Muscle represents an attractive target tissue for adeno-associated virus (AAV) vector-mediated gene transfer for hemophilia B (HB). Experience with direct intramuscular (i.m.) administration of AAV vectors in humans showed that the approach is safe but fails to achieve therapeutic efficacy. Here, we present a careful evaluation of the safety profile (vector, transgene, and administration procedure) of peripheral transvenular administration of AAV-canine factor IX (cFIX) vectors to the muscle of HB dogs. Vector administration resulted in sustained therapeutic levels of cFIX expression. Although all animals developed a robust antibody response to the AAV capsid, no T-cell responses to the capsid antigen were detected by interferon (IFN)-gamma enzyme-linked immunosorbent spot (ELISpot). Interleukin (IL)-10 ELISpot screening of lymphocytes showed reactivity to cFIX-derived peptides, and restimulation of T cells in vitro in the presence of the identified cFIX epitopes resulted in the expansion of CD4(+)FoxP3(+)IL-10(+) T-cells.

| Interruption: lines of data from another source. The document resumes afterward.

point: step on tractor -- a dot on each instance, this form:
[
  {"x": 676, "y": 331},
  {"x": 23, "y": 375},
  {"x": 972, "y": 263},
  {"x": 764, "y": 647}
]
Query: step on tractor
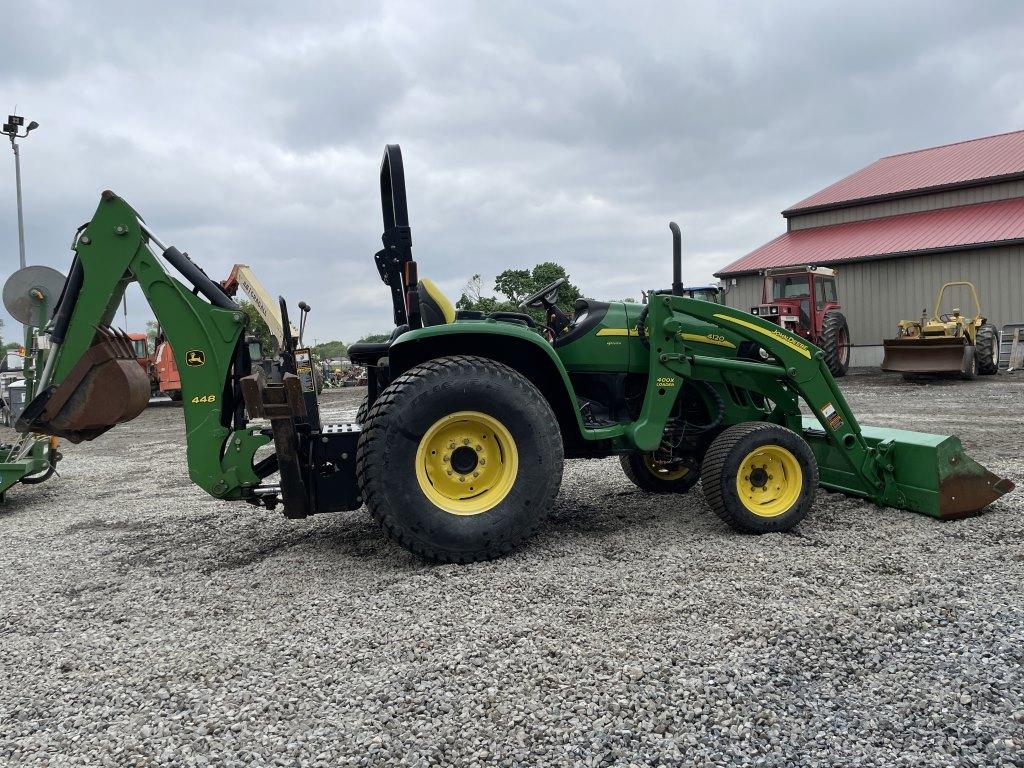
[
  {"x": 948, "y": 342},
  {"x": 804, "y": 301},
  {"x": 471, "y": 416}
]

Vector administration was not associated with systemic inflammation, and vector spread to nontarget tissues was minimal. At the local level, limited levels of cell infiltrates were detected when the vector was administered intravascularly. In summary, this study in a large animal model of HB demonstrates that therapeutic levels of gene transfer can be safely achieved using a novel route of intravascular gene transfer to muscle.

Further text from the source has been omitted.